Zonal Statistics with XArray

Zonal Statistics with XArray#

Introduction#

Zonal Statistics analysis extracts a statistical summary of raster pixels within the zones of another dataset. The XArray ecosystem include rioxarray and xrspatial packages that can perform very fast statistical operations on geospatial rasters.

But this requires rasterizing the vector data to the XArray data structure first. This approach ensures you leverage the efficiences of XArray and result in performance that is magnitudes faster than other approaches (i.e. with rasterstats). There are a few options for rasterization:

geocube: Converts geopandas vector data into rasterized xarray data.
Xvec: Offers more flexibility and multiple methods to create vector data cubes from geopandas.

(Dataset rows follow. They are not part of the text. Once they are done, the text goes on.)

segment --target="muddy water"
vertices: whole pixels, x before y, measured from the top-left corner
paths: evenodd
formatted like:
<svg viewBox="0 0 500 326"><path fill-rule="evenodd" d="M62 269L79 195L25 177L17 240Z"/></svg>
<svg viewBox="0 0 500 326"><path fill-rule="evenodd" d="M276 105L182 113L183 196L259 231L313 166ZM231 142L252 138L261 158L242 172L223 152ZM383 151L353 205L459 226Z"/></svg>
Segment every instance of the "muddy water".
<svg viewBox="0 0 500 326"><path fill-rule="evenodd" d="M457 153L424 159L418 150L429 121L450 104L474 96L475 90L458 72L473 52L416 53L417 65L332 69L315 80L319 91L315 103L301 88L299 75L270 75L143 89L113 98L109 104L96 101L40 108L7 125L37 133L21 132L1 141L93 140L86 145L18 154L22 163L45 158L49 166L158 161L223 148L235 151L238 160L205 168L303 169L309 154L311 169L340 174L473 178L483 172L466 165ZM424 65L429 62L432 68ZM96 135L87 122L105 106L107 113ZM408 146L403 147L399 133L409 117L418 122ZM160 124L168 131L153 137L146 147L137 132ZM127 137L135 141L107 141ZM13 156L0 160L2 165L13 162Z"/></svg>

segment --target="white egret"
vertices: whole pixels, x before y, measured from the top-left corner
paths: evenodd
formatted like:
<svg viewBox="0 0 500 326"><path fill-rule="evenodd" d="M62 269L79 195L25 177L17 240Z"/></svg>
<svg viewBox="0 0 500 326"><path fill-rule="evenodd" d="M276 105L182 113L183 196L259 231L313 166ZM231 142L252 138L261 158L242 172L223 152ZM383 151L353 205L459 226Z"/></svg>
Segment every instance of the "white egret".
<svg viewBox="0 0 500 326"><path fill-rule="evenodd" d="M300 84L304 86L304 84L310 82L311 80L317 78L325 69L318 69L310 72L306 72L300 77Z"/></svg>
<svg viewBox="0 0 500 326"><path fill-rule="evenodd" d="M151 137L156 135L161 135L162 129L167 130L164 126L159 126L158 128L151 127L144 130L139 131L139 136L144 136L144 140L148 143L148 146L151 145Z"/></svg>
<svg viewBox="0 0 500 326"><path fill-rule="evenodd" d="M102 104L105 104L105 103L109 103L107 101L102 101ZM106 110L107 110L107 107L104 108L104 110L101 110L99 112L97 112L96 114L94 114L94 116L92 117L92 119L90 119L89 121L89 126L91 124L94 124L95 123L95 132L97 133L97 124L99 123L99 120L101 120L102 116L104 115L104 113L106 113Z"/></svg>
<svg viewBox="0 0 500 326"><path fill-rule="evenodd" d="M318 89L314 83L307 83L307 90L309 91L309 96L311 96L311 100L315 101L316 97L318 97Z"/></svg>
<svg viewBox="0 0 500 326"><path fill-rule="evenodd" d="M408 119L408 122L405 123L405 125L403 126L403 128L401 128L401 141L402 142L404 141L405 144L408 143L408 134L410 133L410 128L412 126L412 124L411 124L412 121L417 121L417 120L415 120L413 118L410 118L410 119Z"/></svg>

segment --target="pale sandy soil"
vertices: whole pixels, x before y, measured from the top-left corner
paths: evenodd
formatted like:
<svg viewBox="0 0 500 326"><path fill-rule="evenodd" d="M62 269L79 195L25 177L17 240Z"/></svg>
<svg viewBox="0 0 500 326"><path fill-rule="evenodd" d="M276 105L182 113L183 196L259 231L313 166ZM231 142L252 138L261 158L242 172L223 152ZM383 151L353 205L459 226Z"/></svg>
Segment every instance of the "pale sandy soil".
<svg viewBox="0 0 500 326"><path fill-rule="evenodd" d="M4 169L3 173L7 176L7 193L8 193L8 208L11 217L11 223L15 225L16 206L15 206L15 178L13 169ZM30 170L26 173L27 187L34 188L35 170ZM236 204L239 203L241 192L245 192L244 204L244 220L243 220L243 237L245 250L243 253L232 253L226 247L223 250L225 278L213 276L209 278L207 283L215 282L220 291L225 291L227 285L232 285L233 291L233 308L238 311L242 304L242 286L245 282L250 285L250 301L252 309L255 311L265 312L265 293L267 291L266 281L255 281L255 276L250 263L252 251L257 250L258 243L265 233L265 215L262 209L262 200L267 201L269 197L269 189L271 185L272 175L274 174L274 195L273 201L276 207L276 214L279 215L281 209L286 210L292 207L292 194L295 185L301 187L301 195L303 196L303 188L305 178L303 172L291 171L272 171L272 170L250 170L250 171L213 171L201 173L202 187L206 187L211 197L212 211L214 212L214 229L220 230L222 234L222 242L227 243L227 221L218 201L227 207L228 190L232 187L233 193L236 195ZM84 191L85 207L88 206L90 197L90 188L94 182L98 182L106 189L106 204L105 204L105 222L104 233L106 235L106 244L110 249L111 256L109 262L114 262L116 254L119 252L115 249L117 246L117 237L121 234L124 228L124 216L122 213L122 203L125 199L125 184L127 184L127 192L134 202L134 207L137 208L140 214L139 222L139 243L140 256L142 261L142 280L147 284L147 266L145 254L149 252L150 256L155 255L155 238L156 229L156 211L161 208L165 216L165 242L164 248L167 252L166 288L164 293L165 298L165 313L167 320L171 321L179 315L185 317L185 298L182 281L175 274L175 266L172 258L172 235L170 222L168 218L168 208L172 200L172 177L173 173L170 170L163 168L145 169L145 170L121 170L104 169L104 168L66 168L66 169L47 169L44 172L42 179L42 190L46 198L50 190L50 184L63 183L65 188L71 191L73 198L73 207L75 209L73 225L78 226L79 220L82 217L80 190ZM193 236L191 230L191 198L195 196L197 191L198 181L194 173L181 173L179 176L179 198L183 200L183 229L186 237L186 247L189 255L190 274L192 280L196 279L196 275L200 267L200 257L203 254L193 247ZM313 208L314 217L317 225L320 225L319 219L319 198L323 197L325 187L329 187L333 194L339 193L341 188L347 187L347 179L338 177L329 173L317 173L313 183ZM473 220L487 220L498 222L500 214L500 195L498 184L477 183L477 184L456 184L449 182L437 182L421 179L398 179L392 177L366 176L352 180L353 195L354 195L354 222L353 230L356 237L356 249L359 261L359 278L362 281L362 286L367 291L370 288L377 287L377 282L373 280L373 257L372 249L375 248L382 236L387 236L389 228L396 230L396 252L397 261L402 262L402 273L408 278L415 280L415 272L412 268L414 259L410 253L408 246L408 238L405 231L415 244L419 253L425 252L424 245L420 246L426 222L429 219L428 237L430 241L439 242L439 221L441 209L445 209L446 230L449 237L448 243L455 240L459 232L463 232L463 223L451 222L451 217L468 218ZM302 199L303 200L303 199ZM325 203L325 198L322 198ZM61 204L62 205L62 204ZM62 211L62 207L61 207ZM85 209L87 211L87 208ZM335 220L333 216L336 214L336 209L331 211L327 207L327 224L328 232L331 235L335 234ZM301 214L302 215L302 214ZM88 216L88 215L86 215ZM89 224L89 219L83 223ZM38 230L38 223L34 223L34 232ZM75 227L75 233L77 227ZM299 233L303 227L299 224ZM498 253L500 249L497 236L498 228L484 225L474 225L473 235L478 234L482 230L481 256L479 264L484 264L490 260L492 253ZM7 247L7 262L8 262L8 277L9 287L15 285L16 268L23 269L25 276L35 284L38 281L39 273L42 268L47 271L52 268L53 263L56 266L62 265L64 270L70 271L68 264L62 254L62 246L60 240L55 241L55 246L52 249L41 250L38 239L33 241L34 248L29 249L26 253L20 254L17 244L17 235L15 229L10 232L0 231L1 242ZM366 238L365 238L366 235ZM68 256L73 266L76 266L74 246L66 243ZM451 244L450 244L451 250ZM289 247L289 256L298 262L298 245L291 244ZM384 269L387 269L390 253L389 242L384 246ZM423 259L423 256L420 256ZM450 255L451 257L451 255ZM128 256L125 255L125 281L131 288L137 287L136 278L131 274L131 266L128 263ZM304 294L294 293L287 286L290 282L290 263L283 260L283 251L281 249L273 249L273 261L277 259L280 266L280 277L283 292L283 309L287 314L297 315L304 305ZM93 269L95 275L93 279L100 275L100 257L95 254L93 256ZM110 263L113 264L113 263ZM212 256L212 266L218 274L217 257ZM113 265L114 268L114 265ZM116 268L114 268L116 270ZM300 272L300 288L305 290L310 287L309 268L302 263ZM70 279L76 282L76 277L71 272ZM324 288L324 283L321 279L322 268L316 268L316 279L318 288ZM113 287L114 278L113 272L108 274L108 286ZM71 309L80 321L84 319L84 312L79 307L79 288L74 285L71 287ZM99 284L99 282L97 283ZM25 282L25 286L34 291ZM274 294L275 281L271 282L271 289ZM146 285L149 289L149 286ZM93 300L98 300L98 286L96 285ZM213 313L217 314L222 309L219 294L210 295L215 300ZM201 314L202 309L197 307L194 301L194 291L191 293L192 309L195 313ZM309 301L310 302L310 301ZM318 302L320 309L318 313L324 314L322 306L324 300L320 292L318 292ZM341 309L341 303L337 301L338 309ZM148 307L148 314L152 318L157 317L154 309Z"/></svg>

In this tutorial, we will use the geocube package for converting vector zones to XArray dataset.

Overview of the Task#

We will use a gridded precipitation raster and extract the mean total precipitaion for each county in the state of California, USA.

Input Layers:

chirps-v2.0.2021.tif: Raster grid of precipitaion for 2021 by Climate Hazards Group InfraRed Precipitation with Station data (CHIRPS) for 2021.
cb_2021_us_county_500k.zip: A vector file with polygons representing counties in the US.

Output Layers:

precipitation.gpkg : A GeoPackage containing a vector layer of county polygon with total precipitaion values sampled from the raster.

Data Credit:

CHIRPS 2021 precipitation. Climate Hazards Center (CHC). Retrieved 2022-09
US Census files: 2021 United States Census Bureau. Retrieved 2022-09.

Watch Video Walkthrough

Setup and Data Download#

The following blocks of code will install the required packages and download the datasets to your Colab environment.

%%capture
if 'google.colab' in str(get_ipython()):
    !pip install rioxarray geocube xarray_spatial

import os
import pandas as pd
import geopandas as gpd
import rioxarray as rxr
import matplotlib.pyplot as plt
from geocube.api.core import make_geocube
from xrspatial import zonal_stats

data_folder = 'data'
output_folder = 'output'

if not os.path.exists(data_folder):
    os.mkdir(data_folder)
if not os.path.exists(output_folder):
    os.mkdir(output_folder)

def download(url):
    filename = os.path.join(data_folder, os.path.basename(url))
    if not os.path.exists(filename):
        from urllib.request import urlretrieve
        local, _ = urlretrieve(url, filename)
        print('Downloaded ' + local)

raster_file = 'chirps-v2.0.2021.tif'
zones_file = 'cb_2021_us_county_500k.zip'

files = [
    'https://data.chc.ucsb.edu/products/CHIRPS-2.0/global_annual/tifs/' + raster_file,
    'https://www2.census.gov/geo/tiger/GENZ2021/shp/' + zones_file,
]

for file in files:
  download(file)

Data Pre-Processing#

First we will read the Zipped counties shapefile and filter out the counties that are in California state.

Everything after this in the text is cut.